Nobody is really expecting anything from you. The consensus at most Startup Weekends is that it’s a bit of fun and whatever comes out of it is just a learning experience. Nobody expects the startups to go anywhere. They’re expecting everything to fail. Failure is not just tolerated, it’s encouraged. That’s a good thing because it means there’s no pressure.
It’s about finding talent. The hidden goal of Startup Weekends isn’t really about the startups, it’s about finding talent before it becomes talent. Think of it like magnetism, a Startup Weekend attracts people who have an inclination towards startups. Anecdotally people with an inclination towards startups tend to be talented since they recognise their ability to outperform market rates if they worked on their own thing, despite the inherent risk. That right there says something about the type of person who turns up to a Startup Weekend.
It’s humanising. Until that point I’d never actually met a venture capitalist or even an investor, I’d only read about them. One of the judges ran a $500 million dollar venture fund which seemed really scary. But after meeting him he just seemed like a person, if a bit arrogant. But it’s easier to identify and deal mentally with a self-absorbed person than a $500 million dollar scary venture capitalist. In fact, I was taller than him. Another judge was bald and they all seemed really old.
The end is just the beginning of the end. The end of the Weekend is actually just the beginning with the true results acting like a ripple effect and is only shown a few months after. A lot of the projects that seemed promising aren’t and some that did then don’t. For example both of the winners at the two startup weekends I’ve been to ended up dying shortly afterwards.

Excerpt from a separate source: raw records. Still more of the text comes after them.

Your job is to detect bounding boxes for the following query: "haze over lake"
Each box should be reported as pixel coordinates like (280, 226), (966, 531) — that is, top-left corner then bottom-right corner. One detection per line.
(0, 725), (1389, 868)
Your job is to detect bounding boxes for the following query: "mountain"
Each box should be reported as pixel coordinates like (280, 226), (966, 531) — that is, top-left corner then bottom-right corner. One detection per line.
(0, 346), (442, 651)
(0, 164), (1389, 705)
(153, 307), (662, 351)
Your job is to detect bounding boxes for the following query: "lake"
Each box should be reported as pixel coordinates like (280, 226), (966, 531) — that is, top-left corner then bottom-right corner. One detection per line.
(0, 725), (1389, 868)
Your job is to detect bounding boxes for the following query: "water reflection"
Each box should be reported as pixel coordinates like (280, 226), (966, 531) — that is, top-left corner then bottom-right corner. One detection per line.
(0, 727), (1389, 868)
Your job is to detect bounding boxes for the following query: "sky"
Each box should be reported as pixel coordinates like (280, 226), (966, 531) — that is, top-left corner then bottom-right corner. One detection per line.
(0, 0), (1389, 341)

One of the apps that didn’t place made your friends look like they were pregnant by taking a picture of them and superimposing a pregnant belly. Sounds silly right? 6 months later it was number one in the Australian App Store for Entertainment. The biggest mistake is not working on their project further after the Startup Weekend ends, even on the side.
If everyone thinks you suck, you’re probably on to something. Anecdotally, the ideas that have the least number of votes in the voting phase end up creating the most value. That’s not to say every idea that doesn’t get any votes is good but usually the really good startup is present in that group since they are working on something no one realises is a good idea yet. All of the best startups I’ve met that come out of a Startup Weekend usually didn’t win and got barely any votes.

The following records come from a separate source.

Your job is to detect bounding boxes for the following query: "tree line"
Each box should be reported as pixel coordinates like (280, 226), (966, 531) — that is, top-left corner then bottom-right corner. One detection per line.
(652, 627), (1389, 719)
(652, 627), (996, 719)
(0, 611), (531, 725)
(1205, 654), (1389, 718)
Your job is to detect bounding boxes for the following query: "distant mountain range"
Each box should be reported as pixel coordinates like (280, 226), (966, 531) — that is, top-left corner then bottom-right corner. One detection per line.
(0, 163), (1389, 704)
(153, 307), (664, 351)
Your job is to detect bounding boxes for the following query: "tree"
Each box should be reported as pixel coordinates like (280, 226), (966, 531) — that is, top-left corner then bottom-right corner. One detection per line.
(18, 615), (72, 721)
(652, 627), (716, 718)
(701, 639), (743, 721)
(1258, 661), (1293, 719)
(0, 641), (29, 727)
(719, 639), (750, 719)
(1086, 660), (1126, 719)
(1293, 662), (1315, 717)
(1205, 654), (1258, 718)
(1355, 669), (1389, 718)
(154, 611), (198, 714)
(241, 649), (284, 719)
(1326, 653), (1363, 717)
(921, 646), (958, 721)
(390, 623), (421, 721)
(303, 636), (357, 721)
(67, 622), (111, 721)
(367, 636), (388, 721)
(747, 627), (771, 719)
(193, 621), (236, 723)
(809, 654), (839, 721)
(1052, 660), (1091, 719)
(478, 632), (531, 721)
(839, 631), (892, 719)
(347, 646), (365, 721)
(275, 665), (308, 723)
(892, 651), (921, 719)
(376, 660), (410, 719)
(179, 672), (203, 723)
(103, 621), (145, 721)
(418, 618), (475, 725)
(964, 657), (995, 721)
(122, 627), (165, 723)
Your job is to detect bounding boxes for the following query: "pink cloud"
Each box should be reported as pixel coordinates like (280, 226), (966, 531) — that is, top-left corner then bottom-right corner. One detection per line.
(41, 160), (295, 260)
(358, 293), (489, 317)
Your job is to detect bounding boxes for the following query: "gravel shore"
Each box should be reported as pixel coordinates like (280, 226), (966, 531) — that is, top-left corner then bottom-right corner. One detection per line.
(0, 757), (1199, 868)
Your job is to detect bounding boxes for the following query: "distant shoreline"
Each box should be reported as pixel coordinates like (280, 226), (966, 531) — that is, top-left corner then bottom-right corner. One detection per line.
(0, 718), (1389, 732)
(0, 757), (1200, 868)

One company I know Tweaky got barely any votes, a year after the Startup Weekend they raised half a million dollars. Even personally, Medicine got zero votes. Tramsurance only got a couple and that exploded only a week after. The most popular ideas rarely end up being the valuable ones. In fact it’s probably an inverse relationship where the least popular ideas will be almost diamond in the rough like and be the best. So popularity is actually an unintentionally misleading metric.

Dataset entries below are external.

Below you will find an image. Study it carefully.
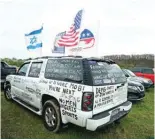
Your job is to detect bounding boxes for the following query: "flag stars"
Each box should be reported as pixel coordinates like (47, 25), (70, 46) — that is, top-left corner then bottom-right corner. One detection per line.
(82, 33), (86, 37)
(30, 36), (37, 44)
(87, 33), (90, 37)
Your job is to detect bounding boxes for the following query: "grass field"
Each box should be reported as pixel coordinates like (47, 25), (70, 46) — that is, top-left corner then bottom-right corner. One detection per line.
(1, 89), (154, 139)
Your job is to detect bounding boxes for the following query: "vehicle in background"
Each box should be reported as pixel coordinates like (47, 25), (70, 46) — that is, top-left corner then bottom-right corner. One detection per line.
(131, 67), (154, 84)
(1, 61), (16, 84)
(128, 79), (145, 101)
(122, 69), (153, 89)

Even if you lose, it doesn’t matter. Typically from every Startup Weekend I’ve been too, empirically the startup which wins is rarely the one which creates the most value tracked longitudinally over time. It’s one of the most baffling things I’ve ever seen because the judges are usually veteran entrepreneurs, angels or venture capitalists. So it’s like all the judges even though they are veterans are implicitly incorrect, repeatedly.
Even they can’t predict what’s going to work. It’s like a snapshot of venture financing as a natural phenomena. Nobody really knows what is going to happen until it does.